Unsaid - 15

60.3K 5.2K 112
                                    

Mikayla.

Ini hari Sabtu, sudah kebiasaan kami bertujuh untuk bersantai di salah satu rumah. Sekarang, waktunya berada di rumahku. Acara minum teh. Semua sudah datang kecuali Taylor. Cewek yang kurang pede itu pasti masih sibuk bertengkar-ria dengan Axel, tetangga barunya.

Tak lama bel berbunyi, dengan langkah tersaruk-saruk aku membuka pintu rumah. Tampak Taylor dengan wajah yang tak beda jauh denganku. Aku melirik Abel di sebelahnya. Sedang apa cowok kembaran Axel ada di sini?

"Gue mau ke atas, ke kamar Kak Mike," kata Abel, nyengir dan berjalan canggung melewati tangga menuju lantai dua.

"Kamu...?" tanyaku heran. Setahuku, Taylor sangat menyukai Abel. Tapi kenapa dia tampak biasa saja saat ada cowok gebetannya? Aneh.

Taylor mengangkat bahunya, "udah ah. Jangan mikir macem-macem."

Dan dia menarikku menuju teras tempat kami biasa mengadakan acara teh sore.

*

Michael.

Apa yang aku lakukan kemarin suatu kesalahan? Apa aku seharusnya berkata jujur pada Kayla? Tapi bagaimana kalau...

Tidak, semua yang kulakukan benar. Aku harus memberi sekat di hubungan kami berdua. Aku harus bisa menganggapnya seorang adik. Bukan seseorang yang dari dulu kuanggap sebagai calon istriku ... Argh! Aku tidak bisa berpikir jernih sepertinya sekarang.

Dan lagi, aku menangis di depannya. Untungnya Ibu sedang pergi waktu itu. Entah apa kesimpulan yang dia buat ketika melihat kami berpelukan.

Meskipun pada akhirnya, Kayla tertidur di pundakku dan aku juga tidak melewati momen canggung saat pelukan kami terlepas.

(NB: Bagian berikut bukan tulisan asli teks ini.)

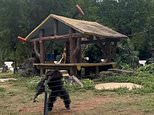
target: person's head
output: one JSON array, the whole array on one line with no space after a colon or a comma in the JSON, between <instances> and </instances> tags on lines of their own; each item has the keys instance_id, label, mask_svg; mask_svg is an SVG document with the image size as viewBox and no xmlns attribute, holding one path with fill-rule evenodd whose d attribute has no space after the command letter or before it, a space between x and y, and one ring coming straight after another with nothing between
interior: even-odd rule
<instances>
[{"instance_id":1,"label":"person's head","mask_svg":"<svg viewBox=\"0 0 154 115\"><path fill-rule=\"evenodd\" d=\"M48 80L54 80L54 79L58 79L62 77L62 74L59 70L54 70L54 71L48 71L46 73L46 76L48 78Z\"/></svg>"}]
</instances>

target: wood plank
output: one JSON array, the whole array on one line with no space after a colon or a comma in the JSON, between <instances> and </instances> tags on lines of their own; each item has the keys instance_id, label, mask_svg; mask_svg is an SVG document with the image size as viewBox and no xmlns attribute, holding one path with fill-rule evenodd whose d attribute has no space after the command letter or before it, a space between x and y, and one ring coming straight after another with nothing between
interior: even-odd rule
<instances>
[{"instance_id":1,"label":"wood plank","mask_svg":"<svg viewBox=\"0 0 154 115\"><path fill-rule=\"evenodd\" d=\"M71 34L72 38L81 38L84 35L80 34L80 33L72 33ZM42 37L41 40L45 41L45 40L68 40L70 37L70 34L65 34L65 35L54 35L54 36L47 36L47 37ZM30 42L34 42L34 41L39 41L39 38L35 38L30 40Z\"/></svg>"}]
</instances>

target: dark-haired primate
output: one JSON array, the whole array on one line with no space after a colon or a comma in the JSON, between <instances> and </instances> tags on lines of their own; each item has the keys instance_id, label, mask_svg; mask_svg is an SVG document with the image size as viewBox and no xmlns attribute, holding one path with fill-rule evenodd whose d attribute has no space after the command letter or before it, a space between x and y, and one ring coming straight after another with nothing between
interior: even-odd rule
<instances>
[{"instance_id":1,"label":"dark-haired primate","mask_svg":"<svg viewBox=\"0 0 154 115\"><path fill-rule=\"evenodd\" d=\"M43 78L38 83L37 91L33 101L35 102L36 101L35 99L37 98L37 96L42 94L45 91L45 85L44 85L45 80L48 80L47 84L49 89L51 90L51 93L48 99L48 111L52 110L53 104L56 101L56 98L58 96L64 100L66 109L70 110L70 103L71 103L70 96L63 86L62 74L58 70L48 71L46 73L46 77Z\"/></svg>"},{"instance_id":2,"label":"dark-haired primate","mask_svg":"<svg viewBox=\"0 0 154 115\"><path fill-rule=\"evenodd\" d=\"M51 89L48 99L48 111L52 110L53 104L58 96L63 99L66 109L70 110L71 100L63 86L62 74L58 70L55 70L54 72L48 71L46 76L48 78L48 87Z\"/></svg>"},{"instance_id":3,"label":"dark-haired primate","mask_svg":"<svg viewBox=\"0 0 154 115\"><path fill-rule=\"evenodd\" d=\"M42 94L43 92L45 92L45 80L46 78L41 79L41 81L38 83L37 87L36 87L36 94L34 96L33 102L36 102L36 98L38 95Z\"/></svg>"}]
</instances>

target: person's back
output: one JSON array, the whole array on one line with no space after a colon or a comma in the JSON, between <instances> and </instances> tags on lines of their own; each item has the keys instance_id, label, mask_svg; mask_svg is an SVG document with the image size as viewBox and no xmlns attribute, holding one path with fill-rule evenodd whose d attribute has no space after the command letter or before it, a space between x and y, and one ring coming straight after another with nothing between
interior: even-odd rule
<instances>
[{"instance_id":1,"label":"person's back","mask_svg":"<svg viewBox=\"0 0 154 115\"><path fill-rule=\"evenodd\" d=\"M71 100L68 92L63 86L62 74L58 70L55 70L54 72L49 71L47 72L46 77L48 78L48 87L51 89L51 93L48 99L48 111L52 110L57 96L63 99L66 109L70 110Z\"/></svg>"}]
</instances>

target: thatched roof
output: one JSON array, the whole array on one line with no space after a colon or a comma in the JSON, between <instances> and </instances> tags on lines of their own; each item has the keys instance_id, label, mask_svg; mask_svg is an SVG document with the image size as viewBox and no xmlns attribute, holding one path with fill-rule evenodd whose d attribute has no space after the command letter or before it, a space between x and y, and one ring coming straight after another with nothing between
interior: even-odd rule
<instances>
[{"instance_id":1,"label":"thatched roof","mask_svg":"<svg viewBox=\"0 0 154 115\"><path fill-rule=\"evenodd\" d=\"M103 26L97 22L84 21L71 19L63 16L58 16L54 14L50 14L39 26L37 26L28 36L30 37L37 30L39 30L42 26L44 26L49 21L56 19L64 25L75 29L76 31L85 34L85 35L94 35L101 38L127 38L127 36L118 33L106 26ZM50 26L51 27L51 26Z\"/></svg>"}]
</instances>

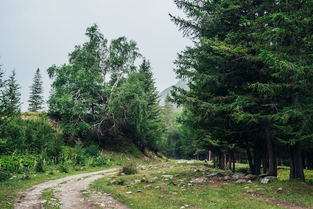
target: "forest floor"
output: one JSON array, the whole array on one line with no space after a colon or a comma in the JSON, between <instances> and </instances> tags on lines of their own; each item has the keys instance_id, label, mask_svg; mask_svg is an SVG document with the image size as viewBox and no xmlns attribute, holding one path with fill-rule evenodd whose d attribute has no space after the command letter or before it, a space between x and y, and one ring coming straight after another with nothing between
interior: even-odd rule
<instances>
[{"instance_id":1,"label":"forest floor","mask_svg":"<svg viewBox=\"0 0 313 209\"><path fill-rule=\"evenodd\" d=\"M194 160L178 160L176 164L192 164ZM90 185L100 178L110 180L116 174L118 168L71 176L38 184L20 193L14 202L14 208L129 208L126 204L114 200L108 192L98 192L90 190ZM216 190L223 190L218 177L212 178L208 182ZM225 183L224 181L222 182ZM234 184L234 181L227 181ZM48 190L52 198L43 198L42 192ZM305 208L288 202L278 202L263 196L246 194L252 198L286 208Z\"/></svg>"},{"instance_id":2,"label":"forest floor","mask_svg":"<svg viewBox=\"0 0 313 209\"><path fill-rule=\"evenodd\" d=\"M46 203L51 205L52 208L59 206L66 209L96 208L98 205L102 208L128 208L126 206L113 199L110 194L94 193L89 190L89 185L94 181L104 176L109 178L116 172L116 168L110 168L40 184L22 192L15 201L14 208L46 208L43 206ZM47 189L52 190L55 198L46 201L41 198L43 191ZM84 193L88 194L84 195Z\"/></svg>"}]
</instances>

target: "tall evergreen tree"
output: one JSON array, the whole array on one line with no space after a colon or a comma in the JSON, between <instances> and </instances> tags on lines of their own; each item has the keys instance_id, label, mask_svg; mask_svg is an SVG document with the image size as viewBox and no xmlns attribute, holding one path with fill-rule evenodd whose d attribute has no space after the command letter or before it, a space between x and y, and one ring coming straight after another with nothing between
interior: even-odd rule
<instances>
[{"instance_id":1,"label":"tall evergreen tree","mask_svg":"<svg viewBox=\"0 0 313 209\"><path fill-rule=\"evenodd\" d=\"M174 2L188 20L172 20L196 41L176 62L190 90L176 89L174 100L211 138L246 147L248 156L252 148L256 174L261 148L266 144L276 176L275 146L288 144L290 178L304 180L300 154L312 132L312 2Z\"/></svg>"},{"instance_id":2,"label":"tall evergreen tree","mask_svg":"<svg viewBox=\"0 0 313 209\"><path fill-rule=\"evenodd\" d=\"M44 102L42 96L43 82L39 68L36 70L32 81L33 83L30 87L30 98L27 101L29 102L28 110L30 112L36 112L42 109L42 104Z\"/></svg>"},{"instance_id":3,"label":"tall evergreen tree","mask_svg":"<svg viewBox=\"0 0 313 209\"><path fill-rule=\"evenodd\" d=\"M15 70L13 70L2 95L1 108L4 115L8 116L20 113L20 86L16 83L16 75Z\"/></svg>"},{"instance_id":4,"label":"tall evergreen tree","mask_svg":"<svg viewBox=\"0 0 313 209\"><path fill-rule=\"evenodd\" d=\"M144 58L142 62L139 66L138 76L147 100L148 118L146 122L148 130L146 138L150 148L155 148L156 141L160 140L161 135L160 132L160 107L158 92L154 86L156 82L152 70L150 62Z\"/></svg>"}]
</instances>

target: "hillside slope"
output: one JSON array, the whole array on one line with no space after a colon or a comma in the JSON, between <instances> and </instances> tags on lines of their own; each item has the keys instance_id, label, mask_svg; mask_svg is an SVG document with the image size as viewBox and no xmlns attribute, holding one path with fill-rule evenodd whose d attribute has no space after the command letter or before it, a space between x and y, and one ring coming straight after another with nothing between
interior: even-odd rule
<instances>
[{"instance_id":1,"label":"hillside slope","mask_svg":"<svg viewBox=\"0 0 313 209\"><path fill-rule=\"evenodd\" d=\"M186 90L188 90L189 88L187 86L188 82L180 80L178 82L174 85L175 86L180 87ZM172 86L171 86L163 90L158 94L159 99L160 100L160 106L164 106L165 104L165 100L166 99L168 95L170 95L170 91L173 89Z\"/></svg>"}]
</instances>

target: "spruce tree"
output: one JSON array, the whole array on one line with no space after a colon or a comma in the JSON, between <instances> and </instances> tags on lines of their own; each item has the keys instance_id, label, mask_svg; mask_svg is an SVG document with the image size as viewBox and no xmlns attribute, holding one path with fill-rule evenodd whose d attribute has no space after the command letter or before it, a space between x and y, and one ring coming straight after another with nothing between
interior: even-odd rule
<instances>
[{"instance_id":1,"label":"spruce tree","mask_svg":"<svg viewBox=\"0 0 313 209\"><path fill-rule=\"evenodd\" d=\"M20 96L19 91L20 86L15 80L16 74L13 70L12 74L8 78L8 85L4 88L2 95L1 108L4 114L10 116L20 113Z\"/></svg>"},{"instance_id":2,"label":"spruce tree","mask_svg":"<svg viewBox=\"0 0 313 209\"><path fill-rule=\"evenodd\" d=\"M28 110L30 112L36 112L42 109L42 104L44 102L44 96L42 96L44 92L43 82L39 68L36 70L32 81L32 84L30 86L30 98L27 101L29 102Z\"/></svg>"},{"instance_id":3,"label":"spruce tree","mask_svg":"<svg viewBox=\"0 0 313 209\"><path fill-rule=\"evenodd\" d=\"M176 89L176 103L211 138L246 148L254 174L267 147L268 173L276 176L276 146L288 144L290 178L304 180L301 150L312 142L312 1L174 2L188 20L172 20L195 40L176 61L190 89Z\"/></svg>"},{"instance_id":4,"label":"spruce tree","mask_svg":"<svg viewBox=\"0 0 313 209\"><path fill-rule=\"evenodd\" d=\"M156 140L160 138L160 136L159 132L160 107L158 92L154 86L155 82L150 62L144 58L142 62L139 66L138 76L147 100L146 123L148 126L145 134L146 140L150 148L155 148Z\"/></svg>"}]
</instances>

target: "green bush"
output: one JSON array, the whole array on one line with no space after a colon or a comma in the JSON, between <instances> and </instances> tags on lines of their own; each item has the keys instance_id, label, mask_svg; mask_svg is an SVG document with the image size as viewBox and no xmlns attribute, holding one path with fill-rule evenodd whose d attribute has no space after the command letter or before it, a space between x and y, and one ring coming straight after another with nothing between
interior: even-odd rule
<instances>
[{"instance_id":1,"label":"green bush","mask_svg":"<svg viewBox=\"0 0 313 209\"><path fill-rule=\"evenodd\" d=\"M68 165L66 162L62 162L58 166L58 169L60 172L68 172L70 170Z\"/></svg>"},{"instance_id":2,"label":"green bush","mask_svg":"<svg viewBox=\"0 0 313 209\"><path fill-rule=\"evenodd\" d=\"M132 175L136 174L137 172L137 168L134 164L130 164L123 166L120 170L118 174L120 176L122 174L124 174L126 175Z\"/></svg>"},{"instance_id":3,"label":"green bush","mask_svg":"<svg viewBox=\"0 0 313 209\"><path fill-rule=\"evenodd\" d=\"M125 184L125 180L124 178L120 178L116 181L118 185L124 186Z\"/></svg>"},{"instance_id":4,"label":"green bush","mask_svg":"<svg viewBox=\"0 0 313 209\"><path fill-rule=\"evenodd\" d=\"M8 179L11 176L11 172L8 170L0 170L0 182Z\"/></svg>"},{"instance_id":5,"label":"green bush","mask_svg":"<svg viewBox=\"0 0 313 209\"><path fill-rule=\"evenodd\" d=\"M87 156L97 156L99 154L99 148L98 146L92 144L86 148L84 150L84 154Z\"/></svg>"}]
</instances>

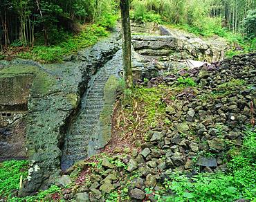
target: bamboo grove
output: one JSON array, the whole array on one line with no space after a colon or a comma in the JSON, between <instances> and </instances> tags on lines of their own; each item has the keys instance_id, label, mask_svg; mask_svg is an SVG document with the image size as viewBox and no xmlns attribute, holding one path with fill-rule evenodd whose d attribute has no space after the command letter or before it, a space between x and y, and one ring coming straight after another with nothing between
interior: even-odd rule
<instances>
[{"instance_id":1,"label":"bamboo grove","mask_svg":"<svg viewBox=\"0 0 256 202\"><path fill-rule=\"evenodd\" d=\"M1 0L1 48L10 44L49 45L62 32L79 31L80 24L107 18L116 10L115 0Z\"/></svg>"},{"instance_id":2,"label":"bamboo grove","mask_svg":"<svg viewBox=\"0 0 256 202\"><path fill-rule=\"evenodd\" d=\"M172 24L196 25L217 18L234 33L243 31L244 19L256 9L255 0L134 0L131 5L137 14L154 12Z\"/></svg>"}]
</instances>

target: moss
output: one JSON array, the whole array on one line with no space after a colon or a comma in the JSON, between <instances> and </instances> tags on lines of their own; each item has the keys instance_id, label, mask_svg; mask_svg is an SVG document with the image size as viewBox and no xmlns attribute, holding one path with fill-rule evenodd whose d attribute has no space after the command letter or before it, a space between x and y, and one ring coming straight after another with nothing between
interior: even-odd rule
<instances>
[{"instance_id":1,"label":"moss","mask_svg":"<svg viewBox=\"0 0 256 202\"><path fill-rule=\"evenodd\" d=\"M47 95L51 93L56 80L44 72L37 72L35 79L32 91L39 95Z\"/></svg>"},{"instance_id":2,"label":"moss","mask_svg":"<svg viewBox=\"0 0 256 202\"><path fill-rule=\"evenodd\" d=\"M106 143L111 138L111 115L118 88L119 82L117 77L114 75L110 76L104 88L104 107L100 117L103 138Z\"/></svg>"},{"instance_id":3,"label":"moss","mask_svg":"<svg viewBox=\"0 0 256 202\"><path fill-rule=\"evenodd\" d=\"M33 66L13 65L0 70L0 77L19 74L35 73L37 68Z\"/></svg>"},{"instance_id":4,"label":"moss","mask_svg":"<svg viewBox=\"0 0 256 202\"><path fill-rule=\"evenodd\" d=\"M46 95L51 93L57 84L56 80L45 72L41 71L35 66L13 65L0 71L0 78L17 76L23 74L35 74L32 92L37 95Z\"/></svg>"},{"instance_id":5,"label":"moss","mask_svg":"<svg viewBox=\"0 0 256 202\"><path fill-rule=\"evenodd\" d=\"M70 93L67 95L68 101L70 102L73 108L75 109L78 105L78 95L76 93Z\"/></svg>"}]
</instances>

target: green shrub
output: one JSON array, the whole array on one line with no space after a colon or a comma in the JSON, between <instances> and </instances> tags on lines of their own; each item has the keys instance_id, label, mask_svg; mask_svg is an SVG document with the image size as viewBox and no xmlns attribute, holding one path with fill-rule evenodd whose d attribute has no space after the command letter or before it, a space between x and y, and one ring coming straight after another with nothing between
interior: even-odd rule
<instances>
[{"instance_id":1,"label":"green shrub","mask_svg":"<svg viewBox=\"0 0 256 202\"><path fill-rule=\"evenodd\" d=\"M172 172L165 182L158 201L235 201L256 199L256 132L245 132L243 147L233 152L229 172L199 174L192 178ZM168 192L172 192L167 194Z\"/></svg>"},{"instance_id":2,"label":"green shrub","mask_svg":"<svg viewBox=\"0 0 256 202\"><path fill-rule=\"evenodd\" d=\"M196 83L190 77L180 77L177 79L178 84L180 86L196 86Z\"/></svg>"},{"instance_id":3,"label":"green shrub","mask_svg":"<svg viewBox=\"0 0 256 202\"><path fill-rule=\"evenodd\" d=\"M102 22L104 23L104 22ZM107 22L105 25L110 26ZM93 24L88 26L78 35L67 37L66 41L56 46L36 46L30 52L24 52L19 56L24 59L31 59L46 63L60 62L64 55L77 52L80 48L95 44L102 37L107 37L107 28Z\"/></svg>"},{"instance_id":4,"label":"green shrub","mask_svg":"<svg viewBox=\"0 0 256 202\"><path fill-rule=\"evenodd\" d=\"M7 196L18 190L21 176L28 176L27 160L8 160L0 163L0 196Z\"/></svg>"}]
</instances>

Tapi sekarang, di kamar, terlentang menatap langit kamar putih bersih. Aku tidak bisa melupakan hal yang sudah kami lewati bersama. Aku tidak pernah menganggapnya adik, aku selalu memeluknya seolah dia pacarku. Aku selalu mencium keningnya seakan dia barang porselain yang mudah pecah. Dan dulu, aku pernah mencium bibirnya saat dia tidak sadar...

Intinya, aku menyedihkan.

Ini lebih sakit dari orang-orang yang terkena friendzone. Ini lebih parah daripada itu. Karena pada kenyataannya, aku dan Kayla tidak akan pernah bersatu.

Tidak akan pernah.

"Bro," suara berat dari arah pintu membuat bola mataku bergerak.

Abel, bersandar pada kusen pintu dan berjalan setelah mendapat perhatianku.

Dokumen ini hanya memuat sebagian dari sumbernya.